Another important thing in the preconception time is relaxing. Minimizing stress. Getting in contact with your inner self. Being your own best friend.
Apart from increasing chances of conception, relaxation will help maintain a healthy hormone balance. Rest as much as you can before the baby arrives, as once your child is there, you will be severely sleep deprived. And this may not be a short phase in your life.
I’d advise you to buy pregnancy pillow even before you actually conceive. It’s the best thing for finding the right position in bed. I got mine in the time I breastfeed my first son and have been using it ever since (and my son just turned seven). It doesn’t matter whether you sleep on aside, back, or on your belly, this little helper will positively impact your sleeping quality, even before it becomes a necessity when supporting your belly in later stages.

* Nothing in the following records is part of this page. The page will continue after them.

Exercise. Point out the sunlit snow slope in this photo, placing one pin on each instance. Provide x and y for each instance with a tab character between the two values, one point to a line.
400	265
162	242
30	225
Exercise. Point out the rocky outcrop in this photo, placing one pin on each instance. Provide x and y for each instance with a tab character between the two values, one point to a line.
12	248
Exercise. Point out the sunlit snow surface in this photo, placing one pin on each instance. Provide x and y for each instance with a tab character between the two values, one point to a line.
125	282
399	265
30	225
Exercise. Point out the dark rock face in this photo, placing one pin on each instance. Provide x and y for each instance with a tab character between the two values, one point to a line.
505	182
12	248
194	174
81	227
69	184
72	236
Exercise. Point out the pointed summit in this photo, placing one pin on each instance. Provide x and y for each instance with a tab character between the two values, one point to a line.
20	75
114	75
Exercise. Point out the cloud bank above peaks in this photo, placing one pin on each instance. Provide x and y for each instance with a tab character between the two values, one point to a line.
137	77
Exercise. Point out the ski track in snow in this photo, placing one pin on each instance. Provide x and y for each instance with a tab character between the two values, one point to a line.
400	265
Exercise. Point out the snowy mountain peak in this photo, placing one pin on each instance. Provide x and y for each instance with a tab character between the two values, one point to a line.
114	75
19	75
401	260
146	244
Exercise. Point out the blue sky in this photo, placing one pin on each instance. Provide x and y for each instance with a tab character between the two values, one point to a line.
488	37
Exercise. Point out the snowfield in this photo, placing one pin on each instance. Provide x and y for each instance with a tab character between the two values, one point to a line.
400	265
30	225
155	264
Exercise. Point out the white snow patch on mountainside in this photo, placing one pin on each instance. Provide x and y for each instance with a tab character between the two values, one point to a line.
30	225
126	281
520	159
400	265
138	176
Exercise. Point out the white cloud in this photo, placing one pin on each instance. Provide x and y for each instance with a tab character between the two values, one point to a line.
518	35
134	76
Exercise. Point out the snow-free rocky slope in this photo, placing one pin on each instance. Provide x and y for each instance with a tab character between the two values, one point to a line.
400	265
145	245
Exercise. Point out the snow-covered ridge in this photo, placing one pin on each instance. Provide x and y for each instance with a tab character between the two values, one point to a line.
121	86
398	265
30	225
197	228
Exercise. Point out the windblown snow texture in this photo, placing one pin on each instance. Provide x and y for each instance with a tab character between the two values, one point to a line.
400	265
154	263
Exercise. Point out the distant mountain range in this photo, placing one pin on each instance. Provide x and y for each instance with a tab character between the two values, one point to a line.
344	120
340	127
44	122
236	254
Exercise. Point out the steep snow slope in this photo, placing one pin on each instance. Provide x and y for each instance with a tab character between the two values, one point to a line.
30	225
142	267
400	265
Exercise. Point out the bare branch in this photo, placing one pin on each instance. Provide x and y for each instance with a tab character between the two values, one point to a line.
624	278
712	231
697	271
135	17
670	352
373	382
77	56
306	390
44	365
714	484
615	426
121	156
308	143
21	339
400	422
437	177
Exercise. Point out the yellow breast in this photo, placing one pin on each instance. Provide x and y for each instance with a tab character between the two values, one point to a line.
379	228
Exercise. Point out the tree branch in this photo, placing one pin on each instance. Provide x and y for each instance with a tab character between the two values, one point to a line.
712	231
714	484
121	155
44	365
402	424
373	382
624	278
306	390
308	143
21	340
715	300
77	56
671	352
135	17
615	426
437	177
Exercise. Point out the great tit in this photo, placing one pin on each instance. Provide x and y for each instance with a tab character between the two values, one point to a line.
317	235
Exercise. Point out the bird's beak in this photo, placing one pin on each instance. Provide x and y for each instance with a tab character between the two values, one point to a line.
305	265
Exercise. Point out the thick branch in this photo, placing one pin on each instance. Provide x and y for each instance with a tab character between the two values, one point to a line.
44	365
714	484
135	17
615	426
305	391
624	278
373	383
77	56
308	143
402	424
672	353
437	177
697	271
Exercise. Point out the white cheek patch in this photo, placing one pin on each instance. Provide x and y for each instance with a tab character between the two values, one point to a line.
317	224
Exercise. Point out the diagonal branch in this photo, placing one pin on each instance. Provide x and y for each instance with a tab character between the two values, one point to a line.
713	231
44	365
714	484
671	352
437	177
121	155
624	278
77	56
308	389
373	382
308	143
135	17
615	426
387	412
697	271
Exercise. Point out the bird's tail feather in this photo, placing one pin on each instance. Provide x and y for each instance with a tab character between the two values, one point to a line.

We all have different sleeping habits and physiognomies, so if you think this huge one wouldn’t work for you, consider using this one, which is absolutely great to put between the knees, or in later pregnancy phases as a belly support.
To heal well after birth:
The first thing you will need after the delivery is to heal well. The first thing that comes to my mind (and is backed by numerous scientific articles on its properties) is St. John’s Wort topical oil.
This herb is also known under the name of Hypericum perforatum and only this summer I understood why. When you take a leaf and hold it towards thelight, you see a zillion on perfect little holes in it – tiny perforations which make St.John’s Wort look like a miniature tea strainer.
St John’s wort is a traditional herbal medicine known all over the world that is used to treat wounds after either a natural delivery or a C-section.
Apply St.John’s Wort gently several times a day, and it will relieve pain symptoms and enhance recovery.
The last product I’d like to keep track of and recommend wholeheartedly is BABYBJORN. I have tried quite a few baby carriers (must have been about a dozen before I stayed with Babybjorn), and this one is by far the best baby carrier out there.
Last but not least:
You’ll most likely need new shoes! So think about getting one or two pairs of shoes one size larger than normal.
I’m not sure why this is not mentioned more often, but after pregnancy, women have bigger feet. On average, the women’s arch height decreases and their foot length increases between 2 and 10 millimeters (about 0.1 to 0.4 inches) after childbirth.